Parts of the area are improving.  Technology and health care are growing industries, and a major new mall opened a couple of years ago just five miles from where I live.  But many other parts are slowly dying.

Next week, I'll be working on the telecast of a local high school football rivalry between two of the many towns that surround Pittsburgh:  Beaver Falls at Aliquippa.  My preparation includes checking for press clippings.  I was led to this August 20 quote — about politics, not football — from an article in nothing less than the New York Times:

But this economically ravaged region, once so solidly Democratic, poses a particular hurdle for Senator Obama.

From the desolation of Aliquippa — where the Jones & Laughlin steel mill loomed at the foot of the main boulevard — to the fading beauty of Beaver Falls to the neatly tended homes of retired steel workers in Hopewell, one hears much hesitating talk ....

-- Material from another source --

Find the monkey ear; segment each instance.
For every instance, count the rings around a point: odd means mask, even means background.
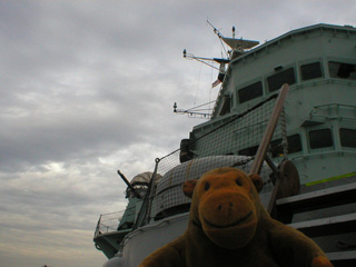
[[[197,179],[186,180],[182,185],[182,192],[188,197],[192,197],[194,188],[196,187]]]
[[[264,187],[263,178],[260,178],[259,175],[255,175],[255,174],[249,175],[248,177],[251,179],[251,181],[254,182],[257,191],[259,192]]]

It's almost enough to inspire a song for the seventh-inning hesitation.

From the desolation
To the fading
To the Rust Belt's sad syndrome,
God bless this region here,
My economically ravaged home.

 

SEPTEMBER 1, 2008    “ONE OF THE TOUGHEST MONTHS”   

Ah, the pathetic Pittsburgh Pirates, whose home games I spend my summers televising.  The pitching staff has a 5.23 earned run average, by far the worst in the National League.

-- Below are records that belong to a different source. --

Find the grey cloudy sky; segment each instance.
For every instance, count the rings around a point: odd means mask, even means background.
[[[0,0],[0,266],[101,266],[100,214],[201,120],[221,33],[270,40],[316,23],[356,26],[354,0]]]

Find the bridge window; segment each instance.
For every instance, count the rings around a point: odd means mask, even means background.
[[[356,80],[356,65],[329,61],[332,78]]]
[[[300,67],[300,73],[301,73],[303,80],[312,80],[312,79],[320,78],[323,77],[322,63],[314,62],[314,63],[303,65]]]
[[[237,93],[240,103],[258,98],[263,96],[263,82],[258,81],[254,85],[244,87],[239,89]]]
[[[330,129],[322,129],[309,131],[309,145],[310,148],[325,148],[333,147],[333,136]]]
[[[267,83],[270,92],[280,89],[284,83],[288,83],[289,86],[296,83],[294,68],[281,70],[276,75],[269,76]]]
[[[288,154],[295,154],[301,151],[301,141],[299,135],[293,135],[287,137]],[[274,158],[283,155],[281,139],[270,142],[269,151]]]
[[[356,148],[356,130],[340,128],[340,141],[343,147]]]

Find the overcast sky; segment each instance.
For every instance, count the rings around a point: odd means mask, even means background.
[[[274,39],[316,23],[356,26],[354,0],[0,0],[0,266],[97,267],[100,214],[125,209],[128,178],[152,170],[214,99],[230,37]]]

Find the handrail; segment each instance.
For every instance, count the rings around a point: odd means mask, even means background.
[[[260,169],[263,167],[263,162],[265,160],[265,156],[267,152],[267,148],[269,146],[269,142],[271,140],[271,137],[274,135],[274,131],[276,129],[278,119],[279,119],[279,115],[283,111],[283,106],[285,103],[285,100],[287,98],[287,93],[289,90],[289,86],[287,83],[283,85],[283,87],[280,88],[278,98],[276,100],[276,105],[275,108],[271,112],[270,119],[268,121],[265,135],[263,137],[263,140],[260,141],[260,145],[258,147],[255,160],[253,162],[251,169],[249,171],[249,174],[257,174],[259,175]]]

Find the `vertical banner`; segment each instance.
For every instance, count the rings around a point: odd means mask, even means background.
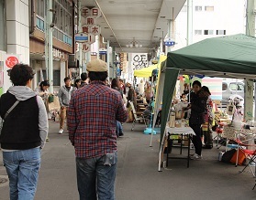
[[[3,93],[6,92],[7,89],[12,86],[10,80],[9,72],[12,68],[20,62],[19,55],[5,54],[3,55],[4,68],[3,68]]]

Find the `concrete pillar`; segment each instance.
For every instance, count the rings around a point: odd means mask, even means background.
[[[19,54],[20,61],[29,64],[28,0],[6,3],[7,53]]]

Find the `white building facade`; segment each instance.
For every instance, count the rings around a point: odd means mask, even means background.
[[[225,35],[245,34],[246,1],[244,0],[193,0],[192,43]],[[179,13],[173,37],[177,50],[186,46],[187,4]]]

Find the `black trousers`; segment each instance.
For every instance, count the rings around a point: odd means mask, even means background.
[[[195,132],[195,135],[193,135],[192,142],[195,146],[195,153],[201,155],[202,153],[202,141],[201,141],[201,124],[190,124],[190,127]]]

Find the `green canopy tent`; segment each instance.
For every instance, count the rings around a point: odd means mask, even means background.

There used to be bright spots.  For example, earlier this season, the Pirates boasted the best-hitting outfield in the majors.  However, at the end of July they traded away two-thirds of that outfield, mostly for pitching prospects.  They then proceeded to lose 21 of the 28 games they played in August.

Yesterday afternoon, in the final game of the month, Bucco hitting sank to a new low.  It would have been the first time I've been part of the telecast of a no-hitter, had not the official scorer declared an apparent error in the fifth inning to be a hit — as it turned out, the Pirates' only hit of the game.  More details are here.

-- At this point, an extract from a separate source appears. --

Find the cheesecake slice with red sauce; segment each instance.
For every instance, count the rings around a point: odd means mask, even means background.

When I grew up watching baseball, I thought a fielder who fumbles a ball (gets his hand or glove on it but fails to control it) should be charged with an error.  But now I find that's usually not the case.  Why?  Even if the fielder had come up with the ball, he would not have have time to throw the runner out.  Or perhaps the fielder made an extraordinary effort just to reach the ball, and he shouldn't be faulted for failing to complete a difficult play.  Both excuses were used yesterday to rule out any error and award a hit.

But it's just as well.  If the scoreboard had shown zero hits as the game moved into the seventh inning, the tension in the truck would have begun to mount with every batter.

We would have started to get frantic phone calls alerting us that our TV feed was being patched into nationwide networks.  We would have scrambled to dig up statistics as well as 37-year-old footage of the last time the Pirates failed to get a hit.

However, with one hit on the scoreboard, we merely had to document another depressingly familiar Pirates defeat, the tenth loss in a row.